By Stephanie Smith, Building Kentucky

A humble, yet passionate energy surrounds Nessa Unseld, a 20-year-old Western Kentucky University student, as she describes her new business. Unseld founded Coleus Academy, a non-profit e-learning platform that focuses on practical knowledge and life skill education.

Unseld received the inaugural Buckman Prize recently at the Summit of the South Conference hosted at the WKU Innovation Campus. Named for Dr. Bill Buckman a former physics professor and entrepreneur at WKU’s Innovation Campus, the Buckman Prize is awarded to outstanding student entrepreneurs at WKU who exemplify an entrepreneurial spirt and a commitment to making a positive impact.

“We created the award to give students with ideas and big dreams the ability to accomplish their goals,” Buckman said. “Nessa is so deserving, and her platform will help many others learn the practical skills they need for success.”


She got the idea for the Coleus Academy because she wanted to share life skills with fellow young adults, 18 – 24 years old such as career readiness, health and wellness, financial literacy, housing and home ownership along with topics such as diversity and inclusion, education and more. In her early research, she discovered various websites and other resources that proved cumbersome, difficult to navigate and were not accessible to all.”

Unseld said that this new venture is a way for her to help her peers learn how to function in the real world — and even learn how to “adult.”

Unseld, a behavioral digital experience major, says, “Coleus Academy is my way of putting ‘real world’ information that people my age can use for ‘adulting,’” Unseld, a behavioral digital experience major, said. “I am learning myself as I go; my initial lack of knowledge was one of the factors that precipitated this endeavor.”

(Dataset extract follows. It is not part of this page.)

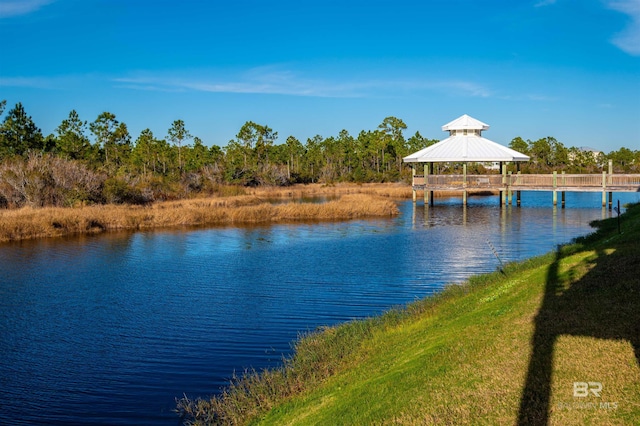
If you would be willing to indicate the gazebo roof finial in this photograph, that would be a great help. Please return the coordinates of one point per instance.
(465, 122)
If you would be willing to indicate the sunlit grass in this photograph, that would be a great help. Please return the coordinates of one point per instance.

In her abstract, Unseld, a distinguished scholar in WKU’s Mahurin Honors College and graduate of The Gatton Academy, describes a platform that addresses the deficits left by the de-emphasis of practical skill-centric education in American curriculums.

“There is a gap between the degree of knowledge necessary to engage with adult life and the extent of knowledge possessed by emerging adults.” Unseld said.

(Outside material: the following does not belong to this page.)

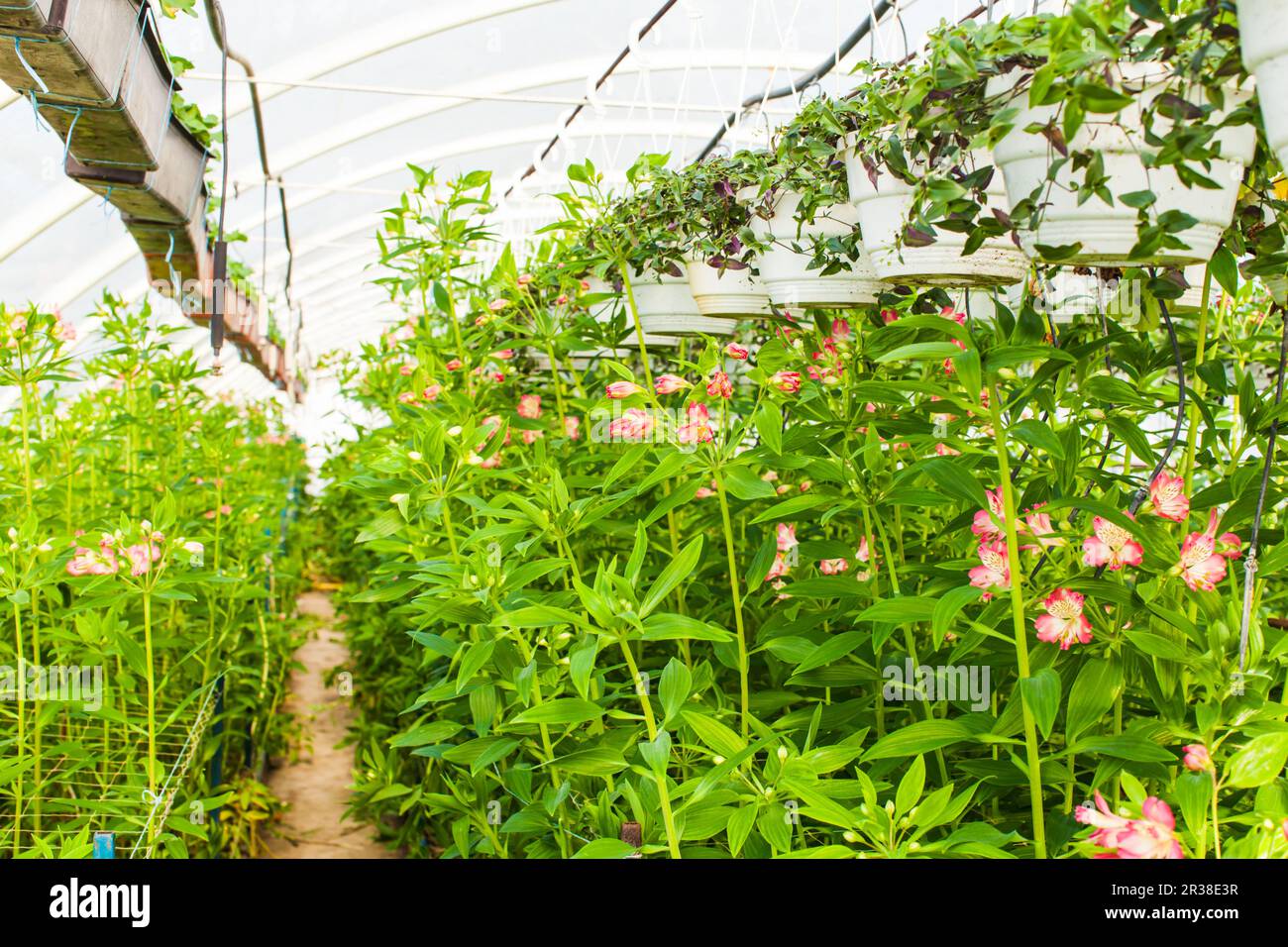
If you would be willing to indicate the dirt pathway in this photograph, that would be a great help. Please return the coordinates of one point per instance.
(317, 785)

Her capstone project, Coleus targets the skills essential to adult competency and effective citizenry and is “an encyclopedia of adulthood,” she adds.

With graduation coming in May for Unseld, she says she plans to continue to grow Coleus from its current soft launch phase, with the site housing some 40 articles to a consumer facing full launch with more than 200 of these helpful resources.